Pour Thierry Chantrenne, délégué central de la CGT-Lidl, les personnes concernées doivent maintenant se manifester :
« Nous sommes allés au bout de notre conviction. Que Lidl soit reconnu dans le groupe va changer les choses pour les personnes mises en inaptitude. Jusqu’ici, Lidl ne proposait pas de postes dans le groupe Schwartz, mais seulement en France. Les personnes licenciées font ce qu’elles veulent, mais elles ont intérêt à se faire connaitre pour faire valoir leurs droits. »
Un plan accepté par les représentants du personnel en 2013
En 2013, les syndicats de la CFDT, majoritaire et de la CFTC avaient avalisées ce plan. Christophe Pierre, délégué syndical de la CFDT se rappelle que son syndicat avait jugé qu’un recours serait inutile :
« On s’était battu pour qu’un maximum de personnes soient reclassées. Aux dernières nouvelles, plus de 90% des salariés licenciés ont retrouvé un emploi. »
« Faux », rétorque l’avocat, « c’est un élément de langage de la direction que l’on a aussi eu lors du procès. J’ai moi même plus de 6 personnes qui n’ont pas retrouvé d’emplois. »

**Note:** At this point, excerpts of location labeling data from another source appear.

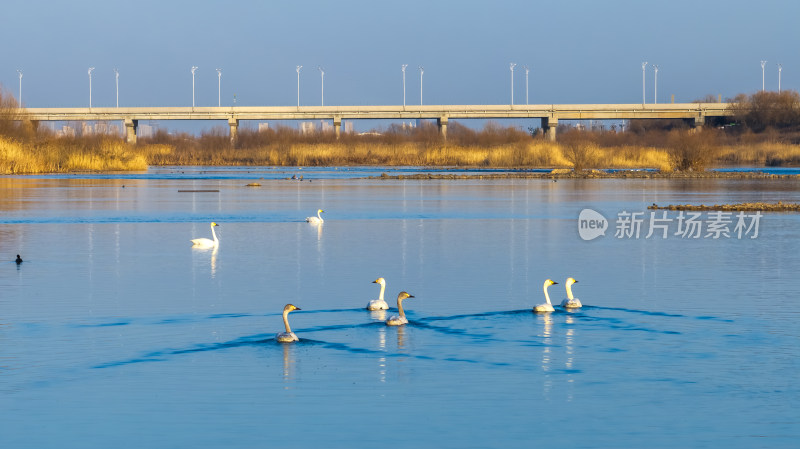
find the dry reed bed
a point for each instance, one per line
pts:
(110, 154)
(68, 155)
(738, 207)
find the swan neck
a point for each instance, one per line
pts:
(286, 321)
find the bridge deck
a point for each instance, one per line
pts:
(550, 111)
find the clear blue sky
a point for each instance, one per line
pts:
(580, 51)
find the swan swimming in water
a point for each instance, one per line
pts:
(207, 243)
(547, 307)
(571, 302)
(379, 304)
(398, 320)
(316, 220)
(288, 336)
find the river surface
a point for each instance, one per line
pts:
(116, 332)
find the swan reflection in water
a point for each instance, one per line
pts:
(547, 340)
(571, 302)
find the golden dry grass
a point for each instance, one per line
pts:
(60, 155)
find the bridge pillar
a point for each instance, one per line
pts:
(130, 130)
(549, 125)
(337, 126)
(442, 123)
(234, 125)
(697, 123)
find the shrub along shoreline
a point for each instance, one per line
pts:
(60, 155)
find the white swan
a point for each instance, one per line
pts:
(316, 220)
(398, 320)
(288, 336)
(571, 302)
(207, 243)
(547, 307)
(379, 304)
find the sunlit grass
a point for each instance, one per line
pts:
(62, 155)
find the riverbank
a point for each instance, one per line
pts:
(739, 207)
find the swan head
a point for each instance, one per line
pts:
(570, 281)
(290, 307)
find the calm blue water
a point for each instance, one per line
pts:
(115, 332)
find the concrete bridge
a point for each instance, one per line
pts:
(550, 114)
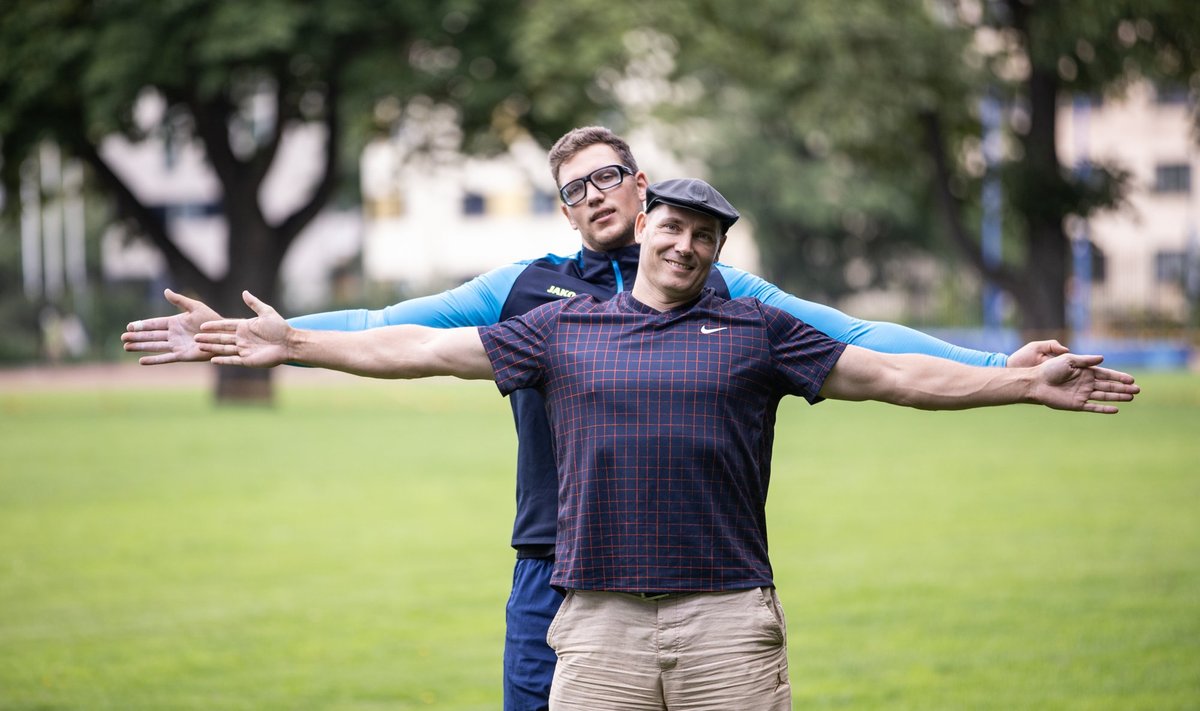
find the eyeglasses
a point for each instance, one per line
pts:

Vers un appel non-suspensif
Contactée, la société Lidl a répondu via son responsable de la communication Nicolas Calo :
« Nous prenons acte de cette décision. Nous observons qu’elle admet le bien-fondé économique du déménagement d’une partie des activités du siège à Rungis et que le plan de sauvegarde de l’emploi ne relève d’aucune fraude à la loi. Selon toute vraisemblance, nous devrions faire appel. »
Un appel n’est pas suspensif (de l’annulation du PSE donc), à moins d’adjoindre une demande de sursis à exécution provisoire, qui doit être motivée.
Lidl relève la question de la « fraude à la loi », car le juge n’a pas suivi la CGT sur ce point. Lidl a justifié son déménagement par le fait d’être excentré des centres de décisions parisiens. La CGT et son avocat estiment que cette raison n’était pas suffisante compte tenu de la desserte de Strasbourg par le TGV et les moyens de communication modernes. Cet aspect est lourd en incidences, car une condamnation entraînerait un éventuel remboursement des aides perçues lors de l’implantation en Ile-de-France.